When I first started in the Design and Engineering field, CAD was used primarily by large OEMs and some large suppliers. Most companies’ design work was done on drafting boards with vellum and pencils, or Mylar and ink.
As the technology evolved, CAD became more affordable, and increasingly necessary if one wanted to do business with certain OEMs. But while the design work was being done in CAD, the official documents were still paper – actual paper, created in CAD, printed, signed off by hand and distributed through the purchasing departments.
Eventually the paper gave way to PDF files for distribution, at least from the OEM; most companies still used paper (some still do!) internally to manufacture and inspect their products. They still create, release, and distribute 2D drawings and balloon the drawings for inspection purposes.

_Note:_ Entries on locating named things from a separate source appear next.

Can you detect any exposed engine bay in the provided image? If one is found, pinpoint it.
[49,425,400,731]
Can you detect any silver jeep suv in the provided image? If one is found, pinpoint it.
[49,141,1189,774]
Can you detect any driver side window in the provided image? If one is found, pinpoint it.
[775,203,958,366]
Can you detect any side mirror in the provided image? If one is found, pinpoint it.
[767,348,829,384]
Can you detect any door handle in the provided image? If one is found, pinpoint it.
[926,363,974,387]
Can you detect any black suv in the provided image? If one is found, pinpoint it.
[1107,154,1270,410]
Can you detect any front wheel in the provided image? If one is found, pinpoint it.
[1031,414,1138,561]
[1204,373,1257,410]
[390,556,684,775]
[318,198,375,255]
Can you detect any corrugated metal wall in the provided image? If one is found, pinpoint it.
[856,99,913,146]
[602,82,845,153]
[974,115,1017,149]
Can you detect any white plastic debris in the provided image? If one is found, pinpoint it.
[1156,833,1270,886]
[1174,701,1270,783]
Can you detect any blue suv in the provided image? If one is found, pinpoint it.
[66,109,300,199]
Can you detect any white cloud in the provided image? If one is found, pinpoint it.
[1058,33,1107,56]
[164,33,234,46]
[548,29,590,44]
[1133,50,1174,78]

Technology has reached the point where a 2D drawing is really no longer necessary for the manufacture of a part or assembly, yet many companies still create them, even if the OEM does not provide one. Typically, the 3D model is used for fabrication, unless it is being done by hand. The creation, release, storage, and distribution of 2D drawings is huge. I am sure if companies actually looked at what it is costing them they would be shocked.
Some OEMs and other companies have an electronic way to handle the storage and distribution portion which is huge but the creation unless automated is still quite costly. Then there is the interpretation of the 2D drawings which can lead to quality problems, which we know is very costly.